PHILADELPHIA, Oct. 31, 2013 /PRNewswire/ -- The increasingly optimistic mood of America's affluent on the economy darkened in the aftermath of the U.S. government shutdown and near default, according to survey findings by PNC Wealth Management, a member of The PNC Financial Services Group, Inc. (NYSE: PNC).
Nearly half (48 percent) of those surveyed in the immediate aftermath of the near U.S. default in mid-October said they were less optimistic about the U.S. economy than they were before the highly contentious stalemate.
Three quarters (76 percent) said that governing by crisis must change because "the government simply cannot continue to operate this way." Only four percent responded that "things are going to get better."
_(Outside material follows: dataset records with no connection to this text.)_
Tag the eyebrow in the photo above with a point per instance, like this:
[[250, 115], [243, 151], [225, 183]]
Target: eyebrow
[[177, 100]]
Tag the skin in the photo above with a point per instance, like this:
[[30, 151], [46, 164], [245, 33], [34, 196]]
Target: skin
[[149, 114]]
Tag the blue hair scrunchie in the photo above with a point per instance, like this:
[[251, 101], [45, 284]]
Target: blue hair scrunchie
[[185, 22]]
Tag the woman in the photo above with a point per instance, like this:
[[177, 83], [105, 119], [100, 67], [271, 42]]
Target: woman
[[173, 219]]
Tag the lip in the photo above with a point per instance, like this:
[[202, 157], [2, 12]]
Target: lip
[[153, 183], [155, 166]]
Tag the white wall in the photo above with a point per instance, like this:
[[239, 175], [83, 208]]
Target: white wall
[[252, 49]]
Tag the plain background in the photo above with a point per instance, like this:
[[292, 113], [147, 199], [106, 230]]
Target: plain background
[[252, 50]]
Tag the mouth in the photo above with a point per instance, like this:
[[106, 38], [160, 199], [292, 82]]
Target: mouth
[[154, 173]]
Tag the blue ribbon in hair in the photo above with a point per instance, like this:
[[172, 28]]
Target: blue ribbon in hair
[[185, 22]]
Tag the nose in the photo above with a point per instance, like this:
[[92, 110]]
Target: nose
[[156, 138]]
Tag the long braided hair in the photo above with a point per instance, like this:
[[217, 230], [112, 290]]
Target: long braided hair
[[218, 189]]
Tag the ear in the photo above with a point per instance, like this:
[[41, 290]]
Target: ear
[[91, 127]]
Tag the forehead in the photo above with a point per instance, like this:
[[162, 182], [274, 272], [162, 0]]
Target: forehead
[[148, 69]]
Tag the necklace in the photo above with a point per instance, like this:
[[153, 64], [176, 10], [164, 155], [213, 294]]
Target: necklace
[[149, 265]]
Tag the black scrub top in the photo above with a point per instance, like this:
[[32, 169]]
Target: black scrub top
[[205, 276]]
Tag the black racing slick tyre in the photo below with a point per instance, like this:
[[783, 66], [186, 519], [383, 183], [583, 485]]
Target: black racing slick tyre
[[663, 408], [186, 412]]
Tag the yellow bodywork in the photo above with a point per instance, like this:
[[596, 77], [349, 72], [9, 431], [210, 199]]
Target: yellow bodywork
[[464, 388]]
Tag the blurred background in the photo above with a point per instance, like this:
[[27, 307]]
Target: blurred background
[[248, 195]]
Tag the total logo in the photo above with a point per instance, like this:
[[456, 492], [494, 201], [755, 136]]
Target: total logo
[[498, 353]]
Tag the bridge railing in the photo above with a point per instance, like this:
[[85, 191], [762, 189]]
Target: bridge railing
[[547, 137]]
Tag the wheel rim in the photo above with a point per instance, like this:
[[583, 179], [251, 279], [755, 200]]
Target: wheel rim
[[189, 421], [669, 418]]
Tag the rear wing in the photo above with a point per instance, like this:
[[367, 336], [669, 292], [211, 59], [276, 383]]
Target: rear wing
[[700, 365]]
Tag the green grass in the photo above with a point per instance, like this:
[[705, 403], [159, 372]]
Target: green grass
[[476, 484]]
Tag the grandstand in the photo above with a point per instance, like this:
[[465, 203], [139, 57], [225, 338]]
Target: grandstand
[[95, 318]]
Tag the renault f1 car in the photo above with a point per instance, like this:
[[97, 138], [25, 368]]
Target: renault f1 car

In addition, 62 percent believe the events of the last few weeks will negatively impact the economy in both the short and longer terms.However, despite the gridlock, 52 percent say they will not change the way they invest in the next six months, while 47 percent say they will be more cautious. "We consistently advise our clients to add equity exposure when uncertainty is high and to reduce exposure when confidence is extremely high," said Thomas P. Melcher, executive vice president and managing director of Hawthorn, the family office unit of PNC Wealth Management. "We can clearly see from the survey that investor confidence was hurt by the shutdown, but we also see increased sophistication as evidenced by their intention to stay the course." Prior to the government shutdown PNC's survey results showed that wealthy investors' outlook was mostly on the rise, with 32 percent saying they were "very or somewhat optimistic" about the state of the U.S. economy-- an improvement from 28 percent the previous year and from 10 percent two years ago. Despite continuing sluggishness in the economy, strong market performance has contributed to a healthy increase in net worth. More than two-thirds (68 percent) said that their net worth has increased by 20 percent or more in the last five years, up from 52 percent in 2012, while 12 percent said their wealth increased by 50 percent or more.